Trauerfeier in Duisburg: „Ihr seid nicht allein“

Am Samstag trauerten 5000 Menschen um die Toten von Duisburg. Christian Ortner aus Wolfratshausen war auch dabei und nahm Abschied von Clancie, der 27-jährigen Australierin, mit der er auf der Loveparade war.
von  Abendzeitung
Bei der Loveparade in Duisburg am 24. Juli 2010 starben 21 Menschen im tödlichen Gedränge. Bilder von der Katastrophe.
Bei der Loveparade in Duisburg am 24. Juli 2010 starben 21 Menschen im tödlichen Gedränge. Bilder von der Katastrophe. © dpa

DUISBURG - Am Samstag trauerten 5000 Menschen um die Toten von Duisburg.
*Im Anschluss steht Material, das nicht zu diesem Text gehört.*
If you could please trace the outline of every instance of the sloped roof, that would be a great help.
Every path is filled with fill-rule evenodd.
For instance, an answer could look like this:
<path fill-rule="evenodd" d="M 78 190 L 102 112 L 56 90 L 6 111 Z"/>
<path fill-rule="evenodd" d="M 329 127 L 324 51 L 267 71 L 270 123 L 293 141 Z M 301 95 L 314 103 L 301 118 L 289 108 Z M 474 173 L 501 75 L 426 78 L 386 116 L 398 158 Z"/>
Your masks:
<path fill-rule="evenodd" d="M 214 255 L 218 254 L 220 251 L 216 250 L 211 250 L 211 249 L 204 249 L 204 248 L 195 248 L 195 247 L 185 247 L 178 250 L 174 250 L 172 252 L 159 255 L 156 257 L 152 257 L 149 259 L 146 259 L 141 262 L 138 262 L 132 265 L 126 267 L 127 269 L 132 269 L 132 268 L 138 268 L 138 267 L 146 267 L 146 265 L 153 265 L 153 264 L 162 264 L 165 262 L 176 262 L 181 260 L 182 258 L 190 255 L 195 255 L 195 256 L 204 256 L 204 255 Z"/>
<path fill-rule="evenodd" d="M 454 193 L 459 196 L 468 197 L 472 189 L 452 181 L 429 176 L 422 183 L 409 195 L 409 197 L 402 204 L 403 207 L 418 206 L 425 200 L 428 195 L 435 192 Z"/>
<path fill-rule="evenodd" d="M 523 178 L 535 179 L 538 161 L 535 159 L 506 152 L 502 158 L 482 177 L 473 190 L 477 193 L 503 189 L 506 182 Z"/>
Christian Ortner aus Wolfratshausen war auch dabei und nahm Abschied von Clancie, der 27-jährigen Australierin, mit der er auf der Loveparade war.
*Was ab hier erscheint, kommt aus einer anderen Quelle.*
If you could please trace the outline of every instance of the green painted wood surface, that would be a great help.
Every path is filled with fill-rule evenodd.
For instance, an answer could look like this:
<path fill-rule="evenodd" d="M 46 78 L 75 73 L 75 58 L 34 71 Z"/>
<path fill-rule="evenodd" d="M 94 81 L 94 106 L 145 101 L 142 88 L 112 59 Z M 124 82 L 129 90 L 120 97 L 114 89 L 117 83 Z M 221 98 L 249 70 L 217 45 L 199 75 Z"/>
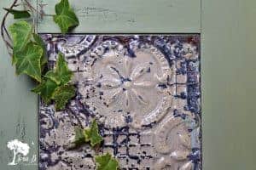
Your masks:
<path fill-rule="evenodd" d="M 201 31 L 203 169 L 254 170 L 256 2 L 201 1 L 201 7 L 195 0 L 70 2 L 81 20 L 76 32 Z M 51 5 L 44 10 L 52 14 L 56 1 L 45 2 Z M 10 3 L 1 1 L 0 7 Z M 40 32 L 58 32 L 50 18 L 38 23 Z M 15 76 L 2 41 L 0 54 L 0 169 L 37 169 L 7 166 L 11 161 L 7 141 L 18 138 L 37 144 L 38 108 L 37 96 L 29 91 L 32 82 Z"/>
<path fill-rule="evenodd" d="M 55 13 L 58 0 L 39 0 L 38 9 Z M 199 32 L 200 0 L 72 0 L 79 17 L 75 32 Z M 45 24 L 47 23 L 47 24 Z M 59 32 L 52 17 L 38 20 L 39 32 Z"/>
<path fill-rule="evenodd" d="M 3 7 L 9 7 L 12 0 L 0 2 L 0 19 L 4 14 Z M 11 17 L 8 20 L 12 23 Z M 37 164 L 8 166 L 13 152 L 7 148 L 7 142 L 17 139 L 31 146 L 30 161 L 38 155 L 38 96 L 30 92 L 34 86 L 27 76 L 16 76 L 11 65 L 3 42 L 0 41 L 0 169 L 33 170 Z M 34 144 L 32 143 L 34 142 Z"/>
<path fill-rule="evenodd" d="M 203 167 L 256 169 L 256 1 L 202 1 Z"/>

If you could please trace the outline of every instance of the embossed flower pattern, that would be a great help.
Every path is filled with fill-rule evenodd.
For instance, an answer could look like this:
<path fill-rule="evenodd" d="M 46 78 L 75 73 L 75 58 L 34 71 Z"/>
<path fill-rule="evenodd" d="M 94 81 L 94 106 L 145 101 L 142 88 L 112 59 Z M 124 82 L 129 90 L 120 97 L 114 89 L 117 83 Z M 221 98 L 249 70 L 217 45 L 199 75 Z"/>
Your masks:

Hannelore Krafts Stimme zittert, als sie von den 21 Opfern spricht. „Sie sind aus ihren Hoffnungen und Träumen, aus ihren Zukunftsplänen, Familien und Freundeskreisen gerissen worden“, sagt die Ministerpräsidentin in der Duisburger Salvatorkirche. Ihr 17-jähriger Sohn war selbst auf der Love-Parade, acht Stunden wartete Kraft auf das erlösende Lebenszeichen. Jetzt sagt sie zu den Hinterbliebenen: „Öffnen Sie Ihr Herz für alle, die Ihnen Trost spenden wollen und Ihnen über den Verlust eines unersetzlichen Menschen hinweghelfen möchten. Sie sind nicht allein.“

In der Kirche sitzt auch der 27-jährige Christian Ortner, der um die Australierin Clancie trauert, mit der er auf der Love-Parade gewesen ist. „Hannelore Kraft hat da keine politische Show abgezogen. Das war sehr echt und bewegend“, sagt Ortner nach seiner Rückkehr zur AZ. „Sie hat uns danach mit Tränen in den Augen umarmt.“

Am Samstag fand die offizielle Trauerfeier in Duisburg statt. Neben Kraft reisten auch Bundeskanzlerin Angela Merkel, Bundespräsident Wulff und Außenminister Westerwelle an. In der Kirche verfolgten die Politiker mit den Angehörigen und Freunden der Opfer den Gottesdienst, der auch ins Stadion übertragen wurde. Danach zogen rund 5000 Menschen in einem stillen Trauermarsch durch die Stadt zum Unglücksort und ließen dort 21 schwarze und viele weiße Luftballons steigen.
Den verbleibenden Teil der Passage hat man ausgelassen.